Con il passare del tempo e l’affinarsi dei mezzi di comunicazione è sempre più difficile trattenere segreti, sviare o ostacolare la rappresentazione della verità.

Alla fine del 2011 l’Italia è stata al centro di una violenta speculazione al ribasso circa il suo “merito di credito” cioè la sua capacità di rimborsare i prestiti. Un soggetto che presta soldi in cambio di interessi sicuramente usa alcune accortezze per scegliere il soggetto meritevole della sua fiducia ed in base al “merito di credito” pretenderà un interesse più o meno elevato. Prima di tutto colui che presta danaro si preoccupa di riaverlo indietro, e per questo selezionerà soggetti che non spendano tutto ciò che incassano e che abbiano in pratica un “avanzo primario”. Chi presta si preoccuperà inoltre che si tratti di un soggetto degno di stima per la qualità delle sue entrate e per il rispetto che ha conquistato nella società e soprattutto per il posto che occupa nella scala sociale. Analizziamo le notizie sulle quali gli investitori potevano valutare il merito di credito dell’Italia verso la metà dell’ultimo trimestre 2012.

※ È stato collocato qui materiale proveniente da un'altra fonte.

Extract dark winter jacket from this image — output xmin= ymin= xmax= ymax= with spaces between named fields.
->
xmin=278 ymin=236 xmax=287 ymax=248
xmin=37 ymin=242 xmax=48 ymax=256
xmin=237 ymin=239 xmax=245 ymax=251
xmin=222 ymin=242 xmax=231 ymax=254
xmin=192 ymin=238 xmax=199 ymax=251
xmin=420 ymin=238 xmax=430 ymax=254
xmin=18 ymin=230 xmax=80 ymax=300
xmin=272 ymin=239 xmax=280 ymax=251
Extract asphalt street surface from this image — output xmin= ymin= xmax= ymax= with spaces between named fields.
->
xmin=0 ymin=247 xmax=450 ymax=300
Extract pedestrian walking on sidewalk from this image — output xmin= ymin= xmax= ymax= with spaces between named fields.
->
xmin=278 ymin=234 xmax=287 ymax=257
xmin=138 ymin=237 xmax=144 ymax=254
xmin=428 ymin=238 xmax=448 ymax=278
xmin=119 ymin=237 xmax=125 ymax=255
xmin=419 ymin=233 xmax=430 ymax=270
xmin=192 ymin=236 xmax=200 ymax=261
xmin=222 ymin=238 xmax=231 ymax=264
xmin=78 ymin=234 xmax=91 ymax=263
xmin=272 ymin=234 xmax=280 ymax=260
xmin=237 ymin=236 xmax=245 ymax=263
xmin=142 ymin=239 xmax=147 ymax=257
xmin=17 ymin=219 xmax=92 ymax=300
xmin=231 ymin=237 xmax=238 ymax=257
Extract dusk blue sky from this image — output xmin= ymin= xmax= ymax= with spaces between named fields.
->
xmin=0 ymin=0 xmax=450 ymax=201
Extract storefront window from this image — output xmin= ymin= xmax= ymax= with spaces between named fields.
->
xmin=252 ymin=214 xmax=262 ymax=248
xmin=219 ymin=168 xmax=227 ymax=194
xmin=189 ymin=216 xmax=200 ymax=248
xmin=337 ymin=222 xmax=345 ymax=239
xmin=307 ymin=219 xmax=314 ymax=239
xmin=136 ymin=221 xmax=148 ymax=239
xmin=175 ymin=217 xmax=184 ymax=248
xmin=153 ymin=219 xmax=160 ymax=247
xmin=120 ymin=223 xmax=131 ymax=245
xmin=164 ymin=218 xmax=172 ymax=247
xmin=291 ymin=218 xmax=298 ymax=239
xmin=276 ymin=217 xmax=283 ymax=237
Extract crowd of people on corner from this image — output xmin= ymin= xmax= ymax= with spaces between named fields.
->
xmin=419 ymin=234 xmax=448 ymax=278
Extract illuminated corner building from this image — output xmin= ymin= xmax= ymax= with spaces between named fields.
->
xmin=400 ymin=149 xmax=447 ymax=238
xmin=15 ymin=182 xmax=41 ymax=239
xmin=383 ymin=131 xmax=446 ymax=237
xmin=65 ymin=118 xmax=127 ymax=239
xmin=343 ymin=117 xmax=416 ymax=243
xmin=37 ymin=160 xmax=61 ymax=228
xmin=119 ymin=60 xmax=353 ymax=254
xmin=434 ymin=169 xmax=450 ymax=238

“l'Istat ha elaborato in via provvisoria le stime del conto consolidato delle Amministrazioni pubbliche relative all'anno 2011. L'indebitamento netto delle Amministrazioni pubbliche in rapporto al Pil è stato pari al -3,9%, in miglioramento di 0,7 punti percentuali rispetto a quanto registrato nel 2010 (-4,6%) . In valore assoluto l'indebitamento netto è diminuito di circa 9,1 milioni di euro, attestandosi sul livello di -62.363 milioni di euro.” (l’Italia è uno dei pochissimi Stati dell’Eurozona con avanzo primario).

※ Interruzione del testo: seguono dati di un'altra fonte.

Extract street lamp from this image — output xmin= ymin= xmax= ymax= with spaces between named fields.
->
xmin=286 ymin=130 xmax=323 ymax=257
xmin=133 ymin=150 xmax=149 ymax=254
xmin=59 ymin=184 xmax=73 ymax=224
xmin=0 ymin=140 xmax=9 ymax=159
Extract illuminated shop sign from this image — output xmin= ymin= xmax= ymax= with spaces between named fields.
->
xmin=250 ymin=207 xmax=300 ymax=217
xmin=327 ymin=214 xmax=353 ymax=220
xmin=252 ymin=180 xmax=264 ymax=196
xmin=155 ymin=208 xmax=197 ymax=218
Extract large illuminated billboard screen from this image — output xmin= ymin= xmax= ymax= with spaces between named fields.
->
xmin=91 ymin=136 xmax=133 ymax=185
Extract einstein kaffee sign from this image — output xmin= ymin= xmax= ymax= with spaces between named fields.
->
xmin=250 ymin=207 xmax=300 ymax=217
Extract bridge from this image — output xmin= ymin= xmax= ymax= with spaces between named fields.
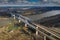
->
xmin=11 ymin=14 xmax=60 ymax=40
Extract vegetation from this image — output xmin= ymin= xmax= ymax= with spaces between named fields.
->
xmin=0 ymin=19 xmax=33 ymax=40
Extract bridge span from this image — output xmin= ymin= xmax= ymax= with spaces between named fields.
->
xmin=11 ymin=14 xmax=60 ymax=40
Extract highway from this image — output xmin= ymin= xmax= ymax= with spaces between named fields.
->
xmin=10 ymin=14 xmax=60 ymax=40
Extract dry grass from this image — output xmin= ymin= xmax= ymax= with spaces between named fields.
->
xmin=0 ymin=17 xmax=33 ymax=40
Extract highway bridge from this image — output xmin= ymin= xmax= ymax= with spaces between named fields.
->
xmin=11 ymin=14 xmax=60 ymax=40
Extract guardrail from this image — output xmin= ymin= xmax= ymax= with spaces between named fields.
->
xmin=12 ymin=14 xmax=60 ymax=40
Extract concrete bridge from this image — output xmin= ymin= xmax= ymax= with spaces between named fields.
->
xmin=11 ymin=14 xmax=60 ymax=40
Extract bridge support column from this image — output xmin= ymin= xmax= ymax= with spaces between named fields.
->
xmin=25 ymin=24 xmax=28 ymax=27
xmin=44 ymin=36 xmax=46 ymax=40
xmin=19 ymin=20 xmax=21 ymax=23
xmin=36 ymin=27 xmax=38 ymax=36
xmin=13 ymin=15 xmax=15 ymax=19
xmin=36 ymin=27 xmax=39 ymax=40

“A fine 2010, la ricchezza delle famiglie italiane era pari a circa 8.460 miliardi di euro, praticamente invariata rispetto a fine 2009, dato che l’aumento delle attività reali (+1,1%) è stato accompagnato dalla diminuzione delle attività finanziarie (-0,8%) e da un aumento delle passività (+4,2%). Nel primo semestre di questo 2012, la ricchezza, in base ai dati provvisori sarebbe leggermente cresciuta (+0,4%), in valori nominali, grazie all’aumento delle attività sia reali che finanziarie, nonostante un significativo incremento dell’indebitamento.” (l’Italia ha il più alto risparmio privato esistente al mondo) “secondo l'ultima relazione sul bilancio della Banca d'Italia le riserve auree italiane ammontano a 2.452 tonnellate, che al fixing odierno per un'oncia d'oro hanno un controvalore di 145 miliardi di USD che al cambio eur/usd di 1.3275 fanno circa 109 miliardi di Euro. La quarta riserva aurea al mondo” A questo aggiungiamo che l’Italia è la terza economia europea e tra le prime dieci al mondo.

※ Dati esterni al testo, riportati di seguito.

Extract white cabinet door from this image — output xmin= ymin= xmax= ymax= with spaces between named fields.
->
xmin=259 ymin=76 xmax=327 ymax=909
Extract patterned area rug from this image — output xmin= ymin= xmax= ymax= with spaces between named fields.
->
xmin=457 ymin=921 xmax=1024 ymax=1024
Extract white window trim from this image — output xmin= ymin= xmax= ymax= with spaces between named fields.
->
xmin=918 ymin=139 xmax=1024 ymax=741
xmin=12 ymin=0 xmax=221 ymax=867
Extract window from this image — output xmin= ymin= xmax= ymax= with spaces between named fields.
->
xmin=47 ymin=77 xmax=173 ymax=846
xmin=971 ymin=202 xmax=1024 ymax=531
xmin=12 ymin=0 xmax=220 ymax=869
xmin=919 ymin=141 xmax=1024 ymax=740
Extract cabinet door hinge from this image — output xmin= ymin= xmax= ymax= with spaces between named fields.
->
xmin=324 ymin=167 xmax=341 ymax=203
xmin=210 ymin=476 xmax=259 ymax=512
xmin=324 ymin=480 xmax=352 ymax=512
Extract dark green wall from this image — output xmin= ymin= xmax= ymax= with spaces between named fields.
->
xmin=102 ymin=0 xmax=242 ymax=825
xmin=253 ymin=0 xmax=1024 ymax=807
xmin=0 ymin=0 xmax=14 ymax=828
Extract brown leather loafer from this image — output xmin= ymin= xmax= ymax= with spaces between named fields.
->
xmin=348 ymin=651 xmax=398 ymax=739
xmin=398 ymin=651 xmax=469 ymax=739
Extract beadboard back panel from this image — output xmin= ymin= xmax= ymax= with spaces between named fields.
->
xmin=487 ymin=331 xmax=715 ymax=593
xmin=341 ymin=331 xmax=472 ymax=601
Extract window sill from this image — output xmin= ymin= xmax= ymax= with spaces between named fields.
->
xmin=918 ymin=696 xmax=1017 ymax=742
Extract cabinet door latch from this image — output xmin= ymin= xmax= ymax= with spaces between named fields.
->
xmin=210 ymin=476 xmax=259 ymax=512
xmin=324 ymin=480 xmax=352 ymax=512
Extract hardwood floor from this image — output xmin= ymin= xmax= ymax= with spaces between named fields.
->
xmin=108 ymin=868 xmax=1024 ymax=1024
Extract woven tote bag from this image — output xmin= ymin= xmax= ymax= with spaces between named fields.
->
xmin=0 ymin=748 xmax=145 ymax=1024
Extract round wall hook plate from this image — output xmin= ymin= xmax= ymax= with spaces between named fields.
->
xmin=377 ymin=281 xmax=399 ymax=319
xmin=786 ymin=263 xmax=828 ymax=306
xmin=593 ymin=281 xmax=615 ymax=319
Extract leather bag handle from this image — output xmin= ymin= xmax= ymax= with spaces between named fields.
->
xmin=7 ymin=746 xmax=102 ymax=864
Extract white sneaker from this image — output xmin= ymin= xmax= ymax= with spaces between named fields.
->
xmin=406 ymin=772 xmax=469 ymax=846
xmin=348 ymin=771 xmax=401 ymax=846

E’ lecito domandarsi cosa abbia scatenato gli speculatori e spaventato gli investitori. Probabilmente la risposta è già stata metabolizzata da tempo leggendo gli articoli scritti da giornalisti italiani, leggendo le dichiarazioni di molti politici italiani, che promulgavano un’immagine di un’Italia allo sbando.

Andare a dire in giro che l’Italia nel novembre del 2011 era un Paese che non avrebbe pagato gli stipendi ai propri dipendenti ha provocato oltre al cambio di Governo anche l’impoverimento degli italiani.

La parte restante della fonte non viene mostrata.